Voter approval of bond issue touted as 'change in culture of higher education'
The academic community, along with legislators and the building industry, cheered the passage of the $750 million bond referendum to finance construction at New Jersey's colleges and universities.
“The voters have demonstrated what families across New Jersey already know, that investing in higher education is possibly the single most important thing that we can do to assure that our children have a future that is full of opportunity, promise and potential,” said Dr. Robert Barchi, president of Rutgers University. “The bond act passing means immediate construction jobs and long-term high-tech jobs for the state, as well as better educational opportunities, and stronger economic growth.”
The bond act requires that schools put up 25 percent of the funding for the capital projects, like the science buildings planned at Caldwell College, which President Nancy Blattner said ensures that the institutions have “skin in the game.”
“New Jerseyans did the right thing for the economy and for the college students who will become tomorrow’s leaders in the Garden State,” Blattner said.
Kathleen Waldron, president of William Paterson University said the first step in moving forward is to thank the people who made the investment possible, including bipartisan efforts at the state government level. She said the best way to thank the taxpayers who voted for the bond was to “spend very wisely” on the projects.
Nearly two-thirds of voters who went to the polls on Tuesday approved the measure. There was concern before the election that few New Jersey residents were aware of the bond issue on the ballot, but Waldron said that voters’ “competitive juices” got flowing once it was widely known that New Jersey was one of five states in the nation that had not funded higher education construction in the last 10 years.
Montclair State University President Susan Cole said that while the advertising and lobbying effort was short but intense, the campaign to pass the bond built off of more than 10 years of educating the public about the state’s lack of financial support for its universities and colleges.

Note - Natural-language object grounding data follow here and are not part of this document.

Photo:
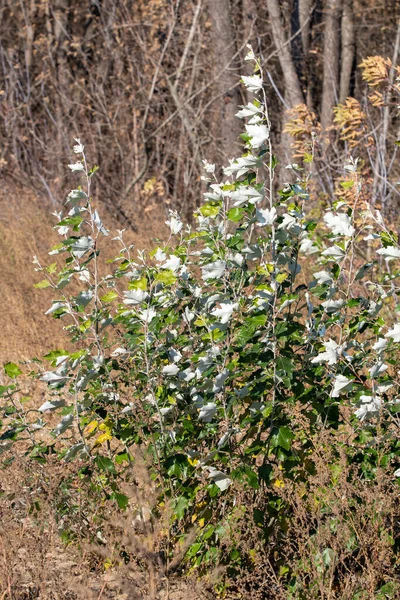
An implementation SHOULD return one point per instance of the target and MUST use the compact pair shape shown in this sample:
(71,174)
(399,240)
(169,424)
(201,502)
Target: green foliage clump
(228,357)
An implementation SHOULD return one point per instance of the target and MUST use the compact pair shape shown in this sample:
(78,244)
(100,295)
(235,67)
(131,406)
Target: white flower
(389,252)
(225,312)
(377,369)
(147,315)
(341,384)
(77,167)
(334,251)
(370,405)
(135,297)
(173,263)
(253,83)
(208,167)
(339,224)
(207,412)
(332,305)
(266,216)
(322,277)
(380,345)
(394,333)
(332,352)
(175,224)
(220,479)
(213,270)
(170,370)
(258,133)
(250,110)
(78,149)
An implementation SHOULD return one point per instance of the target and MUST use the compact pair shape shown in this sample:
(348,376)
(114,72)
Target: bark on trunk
(226,67)
(292,83)
(348,49)
(330,85)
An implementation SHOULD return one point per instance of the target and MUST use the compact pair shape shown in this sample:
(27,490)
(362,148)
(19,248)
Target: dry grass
(26,229)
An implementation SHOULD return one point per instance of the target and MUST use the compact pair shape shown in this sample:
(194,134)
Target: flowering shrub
(224,354)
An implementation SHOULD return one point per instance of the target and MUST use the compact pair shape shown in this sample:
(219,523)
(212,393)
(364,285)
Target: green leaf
(211,209)
(235,214)
(109,296)
(284,438)
(12,370)
(166,276)
(105,464)
(138,284)
(42,284)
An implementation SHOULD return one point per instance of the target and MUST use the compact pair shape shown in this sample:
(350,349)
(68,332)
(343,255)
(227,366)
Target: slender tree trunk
(348,49)
(305,10)
(291,79)
(226,68)
(330,85)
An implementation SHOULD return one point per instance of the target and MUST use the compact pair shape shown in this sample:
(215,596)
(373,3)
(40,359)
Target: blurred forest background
(152,87)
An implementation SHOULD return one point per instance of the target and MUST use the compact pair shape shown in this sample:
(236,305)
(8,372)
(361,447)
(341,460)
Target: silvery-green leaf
(370,406)
(332,352)
(332,306)
(380,345)
(80,246)
(147,315)
(334,251)
(213,270)
(250,110)
(246,194)
(377,369)
(127,409)
(220,381)
(394,333)
(119,352)
(323,277)
(339,224)
(266,216)
(170,370)
(174,355)
(389,252)
(51,405)
(253,83)
(224,313)
(220,479)
(99,224)
(341,384)
(258,134)
(241,166)
(55,306)
(133,297)
(54,378)
(207,412)
(84,297)
(64,424)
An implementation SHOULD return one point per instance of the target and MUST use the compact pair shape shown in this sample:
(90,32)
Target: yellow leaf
(91,427)
(104,437)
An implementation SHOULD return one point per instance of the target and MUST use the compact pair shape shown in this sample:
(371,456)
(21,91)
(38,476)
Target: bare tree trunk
(305,9)
(227,64)
(348,49)
(291,79)
(330,85)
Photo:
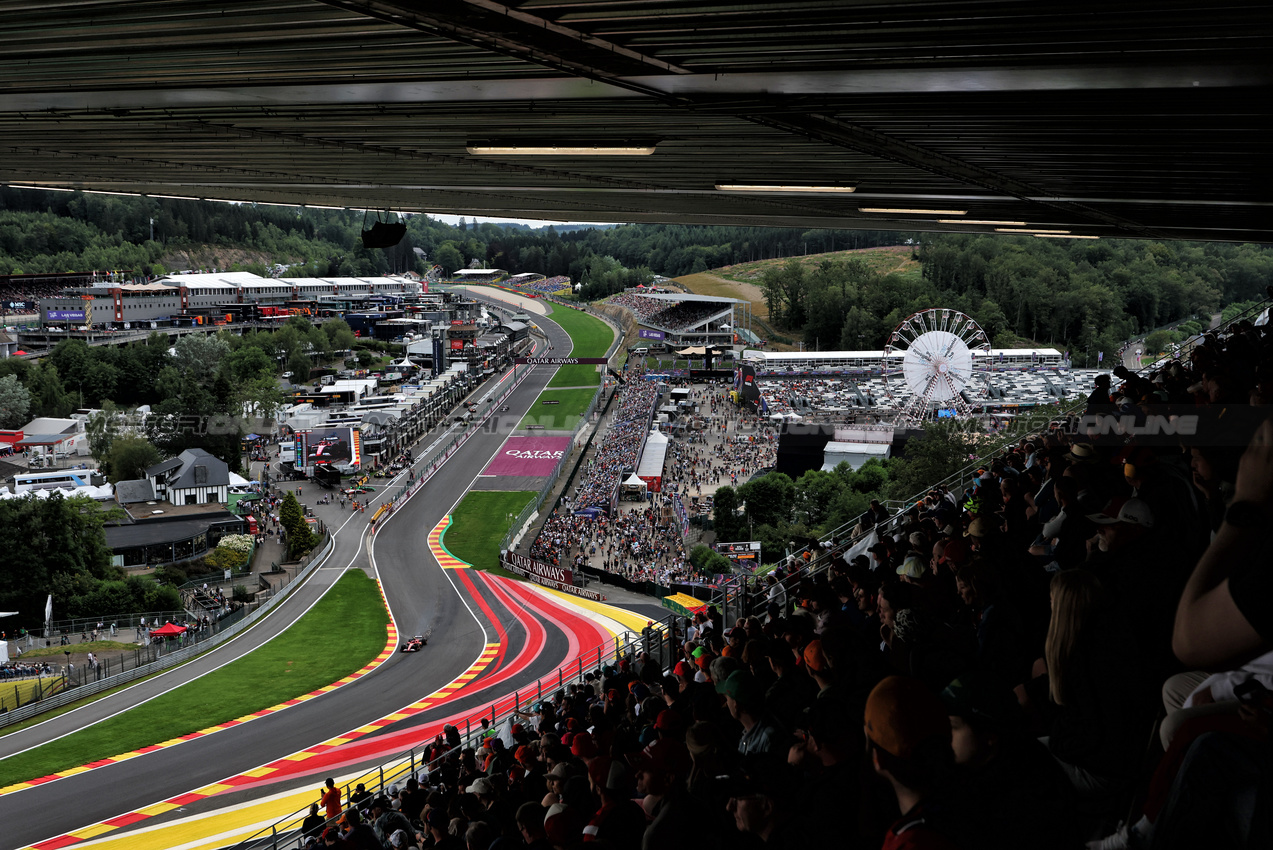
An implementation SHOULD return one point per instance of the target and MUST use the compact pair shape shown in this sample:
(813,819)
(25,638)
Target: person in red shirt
(330,798)
(909,741)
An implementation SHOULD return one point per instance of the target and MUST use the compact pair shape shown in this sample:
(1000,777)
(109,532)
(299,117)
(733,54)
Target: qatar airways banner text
(531,457)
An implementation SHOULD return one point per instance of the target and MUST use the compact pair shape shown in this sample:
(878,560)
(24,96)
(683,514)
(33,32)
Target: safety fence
(657,640)
(162,661)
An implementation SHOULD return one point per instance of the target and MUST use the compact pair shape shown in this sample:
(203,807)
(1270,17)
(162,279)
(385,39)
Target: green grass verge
(562,416)
(591,337)
(287,667)
(479,523)
(99,647)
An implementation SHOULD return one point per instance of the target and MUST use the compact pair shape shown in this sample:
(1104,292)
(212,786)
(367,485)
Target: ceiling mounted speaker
(383,234)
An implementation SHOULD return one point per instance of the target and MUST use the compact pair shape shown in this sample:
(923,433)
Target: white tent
(651,467)
(856,453)
(633,487)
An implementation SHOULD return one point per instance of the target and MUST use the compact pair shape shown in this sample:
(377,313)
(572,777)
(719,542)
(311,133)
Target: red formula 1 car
(414,644)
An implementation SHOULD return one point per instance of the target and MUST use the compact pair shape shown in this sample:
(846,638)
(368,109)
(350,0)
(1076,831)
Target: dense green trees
(1081,297)
(52,545)
(299,537)
(14,402)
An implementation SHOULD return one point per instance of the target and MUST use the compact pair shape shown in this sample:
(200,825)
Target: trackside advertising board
(550,577)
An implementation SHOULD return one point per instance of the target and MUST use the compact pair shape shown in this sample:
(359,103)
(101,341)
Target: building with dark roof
(194,477)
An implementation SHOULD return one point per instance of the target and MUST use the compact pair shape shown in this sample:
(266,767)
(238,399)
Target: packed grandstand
(1071,643)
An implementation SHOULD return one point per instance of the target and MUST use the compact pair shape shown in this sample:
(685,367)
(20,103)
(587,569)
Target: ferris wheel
(936,360)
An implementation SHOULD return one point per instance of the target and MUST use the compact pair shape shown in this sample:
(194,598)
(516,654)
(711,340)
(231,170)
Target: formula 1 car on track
(416,643)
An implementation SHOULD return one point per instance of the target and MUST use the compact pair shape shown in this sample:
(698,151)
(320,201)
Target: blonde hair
(1075,601)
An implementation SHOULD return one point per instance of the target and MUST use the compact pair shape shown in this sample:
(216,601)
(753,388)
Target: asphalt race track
(466,610)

Cole said the vote indicated a “change in culture of higher education” in New Jersey, and in response Montclair has two projects already designed: a new business school facility and a new life sciences facility, which was designed by New Jersey architecture firm, Environetics.
In addition to the colleges receiving funds for new facilities, the construction industry will also benefit from the new projects coming down the pipeline. Cole credited unions and other business advocates for communicating about the bond with their constituents, and some local architecture firms have already begun to work with the schools to prepare for the projects.
Michael Shakten, a principal at KSS Architects in Princeton, said the requirements in the bond issue that must be met before funding will be distributed fits nicely with the services his firm provides. Shakten said KSS has already worked with schools to provide not only building plans, but the master facility plans required to show the state how the new construction projects would fit into each college or university.
KSS’s core market is in higher education, and Shakten said that projects that have been delayed are now coming online and facilities that were once built to two-thirds of their original design may now be able to be constructed to their full potential.
Shakten said that while KSS did not advocate a position on the bond issue to its employees, there was a lot of communication about the bond measure in the office, as well as with the longtime clients the firm has served. Shakten said the bonding will allow his firm to concentrate more on New Jersey projects without having to look for work elsewhere in the region.
Assembly Speaker Sheila Oliver (D-Newark) and Assembly Higher Education Committee Chairwoman Celeste Riley (D-Bridgeton) were among a group of politicians to express their praise for the voters’ decision to fund the construction. Others expressing support for the outcome included Senate President Stephen M. Sweeney (D-West Deptford), who said that along with the restructuring of higher education in the state, the bond would “change the landscape” in New Jersey.